ZEE Entertainment Enterprises Ltd. (ZEEL) on Friday said that it has received shareholders' approval for the proposed merger with Sony Pictures Networks India Pvt. Ltd, a week after getting clearance from the fair trade regulator Competition Commission of India (CCI). As per the company, 99.99% of equity shareholders approved the proposed merger. The deal is now subject to regulatory and other requisite approvals.
“The company's equity shareholders have approved the proposed merger of ZEEL and BangIa Entertainment Pvt. Ltd. with and into Culver Max Entertainment Pvt. Ltd. (formerly Sony Pictures Networks India Pvt. Ltd.),” ZEEL said in a late evening release on Friday.

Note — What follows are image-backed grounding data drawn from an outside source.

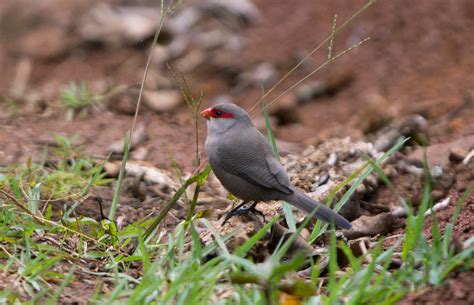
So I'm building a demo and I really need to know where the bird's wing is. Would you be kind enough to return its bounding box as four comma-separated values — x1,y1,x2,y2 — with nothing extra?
265,155,293,192
215,131,293,195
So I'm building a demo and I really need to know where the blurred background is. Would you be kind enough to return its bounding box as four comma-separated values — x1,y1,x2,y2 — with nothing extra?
1,0,473,170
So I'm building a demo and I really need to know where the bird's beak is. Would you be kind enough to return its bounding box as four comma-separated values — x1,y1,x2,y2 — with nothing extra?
200,107,212,120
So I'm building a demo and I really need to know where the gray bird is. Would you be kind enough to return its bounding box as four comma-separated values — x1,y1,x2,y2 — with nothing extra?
201,103,351,229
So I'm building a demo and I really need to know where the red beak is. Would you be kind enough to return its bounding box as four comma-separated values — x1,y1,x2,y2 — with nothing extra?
200,107,212,120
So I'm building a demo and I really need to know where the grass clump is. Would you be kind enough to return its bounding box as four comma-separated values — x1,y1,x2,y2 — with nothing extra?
0,134,110,203
62,81,97,110
62,81,101,120
2,132,472,304
61,81,125,120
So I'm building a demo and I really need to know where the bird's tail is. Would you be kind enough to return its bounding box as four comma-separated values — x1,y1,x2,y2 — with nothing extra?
286,192,352,229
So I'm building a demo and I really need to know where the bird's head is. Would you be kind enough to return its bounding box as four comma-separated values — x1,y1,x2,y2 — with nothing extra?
200,103,252,134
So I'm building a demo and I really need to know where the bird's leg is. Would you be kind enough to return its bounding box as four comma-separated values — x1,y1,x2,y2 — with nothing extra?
222,200,250,225
244,201,265,222
222,201,265,225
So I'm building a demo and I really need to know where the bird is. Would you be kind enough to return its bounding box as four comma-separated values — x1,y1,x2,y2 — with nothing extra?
200,103,351,229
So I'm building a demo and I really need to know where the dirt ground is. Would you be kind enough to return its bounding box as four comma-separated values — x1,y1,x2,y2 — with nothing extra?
0,0,473,304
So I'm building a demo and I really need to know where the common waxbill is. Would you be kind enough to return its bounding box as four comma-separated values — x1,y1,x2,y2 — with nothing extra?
200,103,351,229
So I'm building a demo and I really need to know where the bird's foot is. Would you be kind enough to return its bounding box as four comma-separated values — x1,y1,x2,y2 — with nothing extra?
222,201,265,225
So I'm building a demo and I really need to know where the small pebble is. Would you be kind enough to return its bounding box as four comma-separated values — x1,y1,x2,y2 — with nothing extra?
143,90,183,113
327,152,337,166
449,147,468,163
355,184,366,194
317,174,330,186
104,162,120,178
429,165,443,179
392,206,407,218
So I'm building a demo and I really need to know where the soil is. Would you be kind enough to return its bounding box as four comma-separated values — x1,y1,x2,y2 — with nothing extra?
0,0,473,303
398,269,474,305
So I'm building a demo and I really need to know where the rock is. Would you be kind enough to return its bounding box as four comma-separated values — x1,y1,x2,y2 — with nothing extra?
327,152,337,166
463,150,474,165
130,146,149,160
372,115,427,152
104,162,120,178
211,95,234,105
447,117,467,133
349,238,372,258
110,92,138,115
269,223,314,257
295,72,354,103
342,213,398,240
268,93,300,125
194,29,233,51
252,115,279,133
150,45,172,67
198,213,270,261
237,62,279,89
338,200,361,221
396,160,424,175
408,135,474,167
9,57,32,98
357,92,399,134
449,147,468,163
166,37,190,58
430,165,443,179
324,71,354,96
77,4,162,47
406,98,451,119
124,161,178,191
174,50,206,72
143,90,183,113
424,197,451,217
392,206,407,218
199,0,261,29
19,26,73,60
294,81,328,103
166,6,201,35
275,139,304,156
108,121,148,154
410,170,455,206
141,69,174,90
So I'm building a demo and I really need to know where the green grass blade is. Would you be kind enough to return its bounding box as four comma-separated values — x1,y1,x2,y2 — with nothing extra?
200,218,230,256
327,225,339,303
347,241,384,304
450,181,473,223
235,216,279,257
310,137,408,242
443,182,473,254
273,209,316,262
109,130,131,220
403,148,431,261
184,176,207,226
9,176,22,199
261,86,296,232
45,266,76,305
339,241,361,271
142,165,211,242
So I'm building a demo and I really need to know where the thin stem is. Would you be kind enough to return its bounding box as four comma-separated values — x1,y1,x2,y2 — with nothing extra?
248,0,375,114
262,37,370,114
131,1,174,140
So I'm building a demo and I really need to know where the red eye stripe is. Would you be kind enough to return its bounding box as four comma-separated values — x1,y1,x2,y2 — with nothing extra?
210,108,235,119
199,107,235,120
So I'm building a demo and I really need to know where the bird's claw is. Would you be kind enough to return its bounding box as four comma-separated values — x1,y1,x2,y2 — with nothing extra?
222,201,265,225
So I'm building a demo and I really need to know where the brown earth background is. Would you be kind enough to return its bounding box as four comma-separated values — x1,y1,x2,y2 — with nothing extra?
0,0,473,304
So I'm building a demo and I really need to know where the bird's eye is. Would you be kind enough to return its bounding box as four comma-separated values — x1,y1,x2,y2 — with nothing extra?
215,110,222,116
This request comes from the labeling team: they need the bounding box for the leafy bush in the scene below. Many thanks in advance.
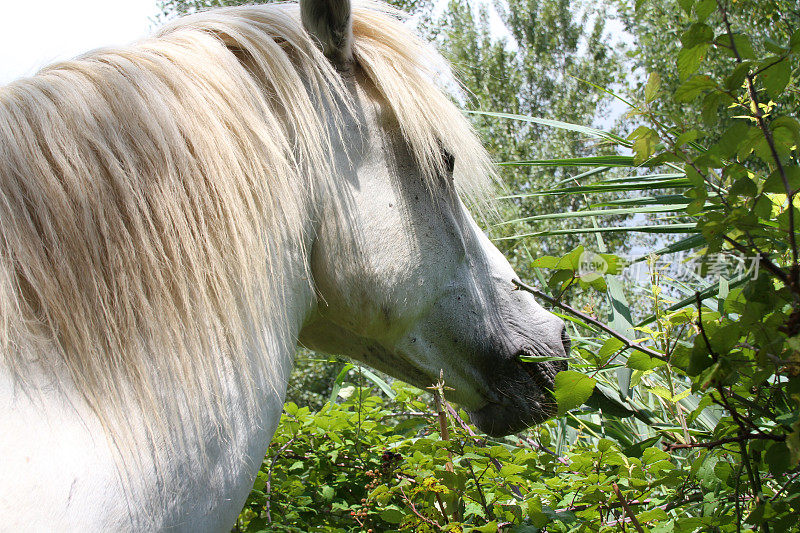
[235,0,800,531]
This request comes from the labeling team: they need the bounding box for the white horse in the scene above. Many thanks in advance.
[0,1,568,530]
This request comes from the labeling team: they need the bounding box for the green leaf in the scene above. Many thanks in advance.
[627,350,667,371]
[761,58,792,100]
[675,129,705,147]
[644,72,661,103]
[554,371,597,415]
[495,223,698,240]
[763,166,800,194]
[766,442,791,474]
[359,366,397,399]
[499,155,636,167]
[678,0,694,15]
[715,33,756,60]
[633,134,658,165]
[677,44,709,80]
[597,337,625,364]
[772,116,800,149]
[716,120,750,158]
[674,75,716,103]
[320,485,335,501]
[519,354,571,363]
[680,23,713,48]
[694,0,716,21]
[585,383,638,418]
[380,507,405,524]
[532,255,561,269]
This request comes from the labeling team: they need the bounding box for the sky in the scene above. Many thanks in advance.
[1,0,161,85]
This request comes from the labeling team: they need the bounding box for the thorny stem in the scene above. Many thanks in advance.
[265,436,297,524]
[399,485,442,530]
[612,482,645,533]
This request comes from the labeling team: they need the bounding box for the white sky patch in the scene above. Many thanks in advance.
[1,0,161,85]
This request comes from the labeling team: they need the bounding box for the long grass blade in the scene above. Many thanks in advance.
[467,110,632,147]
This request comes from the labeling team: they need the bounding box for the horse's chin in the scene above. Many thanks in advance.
[466,359,562,437]
[468,398,556,437]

The approval marks yet another firm and positive step forward, in the overall merger completion process, the company said.
The company had conducted a meeting of its equity shareholders on October 14 to seek approval for the proposed merger, as per the order of the National Company Law Tribunal (NCLT), Mumbai Bench.

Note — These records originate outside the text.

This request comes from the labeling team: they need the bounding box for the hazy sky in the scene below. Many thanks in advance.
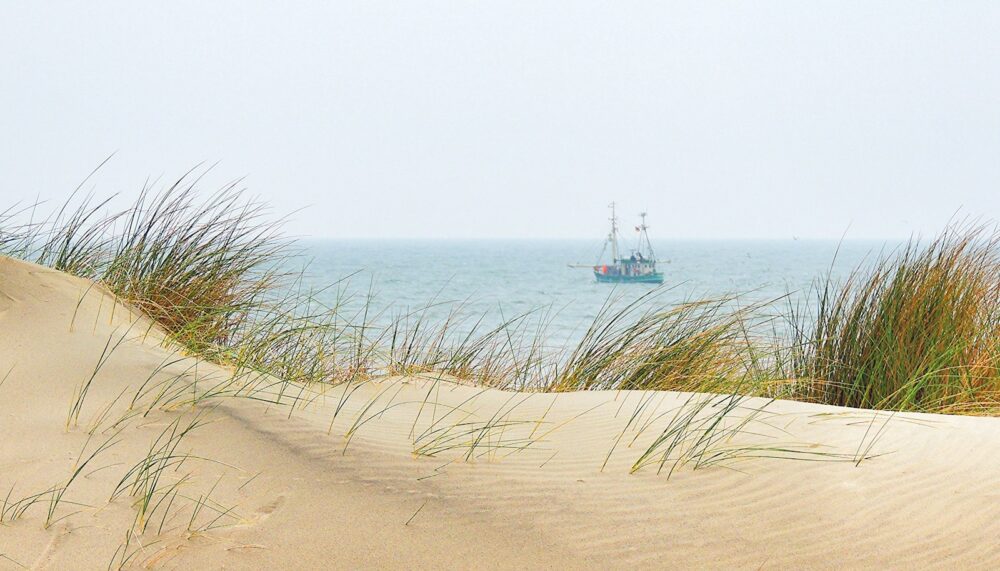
[2,2,998,239]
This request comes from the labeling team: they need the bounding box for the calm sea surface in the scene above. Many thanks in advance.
[296,239,893,347]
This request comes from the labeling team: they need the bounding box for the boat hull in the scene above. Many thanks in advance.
[594,272,664,284]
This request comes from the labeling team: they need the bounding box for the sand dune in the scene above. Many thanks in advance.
[2,255,1000,569]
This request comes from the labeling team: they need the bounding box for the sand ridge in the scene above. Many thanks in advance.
[2,255,1000,569]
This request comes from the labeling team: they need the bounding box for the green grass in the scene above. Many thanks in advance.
[789,224,1000,414]
[548,291,775,394]
[5,172,1000,417]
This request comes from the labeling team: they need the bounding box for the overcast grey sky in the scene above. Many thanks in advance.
[2,2,998,239]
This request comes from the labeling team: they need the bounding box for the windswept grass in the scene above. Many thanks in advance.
[790,224,1000,413]
[109,412,240,536]
[411,392,541,461]
[549,291,776,394]
[627,390,880,476]
[3,169,777,400]
[7,169,1000,417]
[6,172,345,389]
[380,301,554,389]
[67,327,133,429]
[83,178,291,354]
[0,430,119,527]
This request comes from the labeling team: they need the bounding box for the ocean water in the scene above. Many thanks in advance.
[296,239,892,347]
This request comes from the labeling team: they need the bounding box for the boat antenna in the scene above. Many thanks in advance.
[608,202,620,263]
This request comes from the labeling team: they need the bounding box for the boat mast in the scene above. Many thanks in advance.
[638,211,656,260]
[608,202,620,263]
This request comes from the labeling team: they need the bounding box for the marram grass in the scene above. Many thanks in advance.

Commenting on the development, Punit Goenka, MD & CEO, ZEE Entertainment Enterprises said, "On behalf of all the Board members and management of ZEEL, I would like to thank the equity shareholders of the company for recognising the value-accretive opportunities the proposed merger will deliver to all stakeholders.”
“The continued trust and overwhelming support by our equity shareholders towards the resolution of the composite scheme of arrangement, further strengthen our abilities to consistently deliver higher value as we move forward in this process," he added.
The proposed merger deal has already received a nod from the Competition Commission of India (CCI) on October 4, 2022. It also got a green signal from the domestic bourses - Bombay Stock Exchange (BSE) and National Stock Exchange (NSE) - in July 2022.
In December last year, Zee Entertainment and Sony Pictures Networks India Private Limited (SPNI) entered into a deal to merge the two entities to create the largest entertainment network in the country. The merger would make the combined entity the largest media conglomerate in India with a 28% share (leaving behind the current market leader, Disney-Star, with a 22% share). The combined entity will include 75 TV channels, two film studios – Zee Studios and Sony Pictures Films India, as well as two video streaming services – ZEE5 and Sony LIV, and digital content studio Studio NXT, which is currently under Sony Pictures Network.
Once the regulatory approvals come through Sony Pictures Entertainment through its Indian entity, SPNI, will indirectly hold a majority of 50.86% of the combined company, the promoters (founders) of ZEEL will hold 3.99%, and the other ZEEL shareholders will hold 45.15% stake. The new board would comprise nine members, out of which five would be nominated by SPNI, three would be independent members and Punit Goenka would also get a position in the board.
Goenka, the incumbent ZEEL CEO, will lead the merged entity as its managing director and CEO. Sony Group will nominate most of the directors on the board of the new entity, including N.P. Singh, the current SPNI managing director and CEO. Post merger, Singh will assume a broader executive position at SPE as Chairman, Sony Pictures India (a division of SPE), reporting to Ravi Ahuja, SPE’s chairman of global television studios and SPE corporate development.
Ahead of the announcement, shares of ZEE Entertainment closed 2.1% lower at ₹267.40 on the Bombay Stock Exchange on Friday.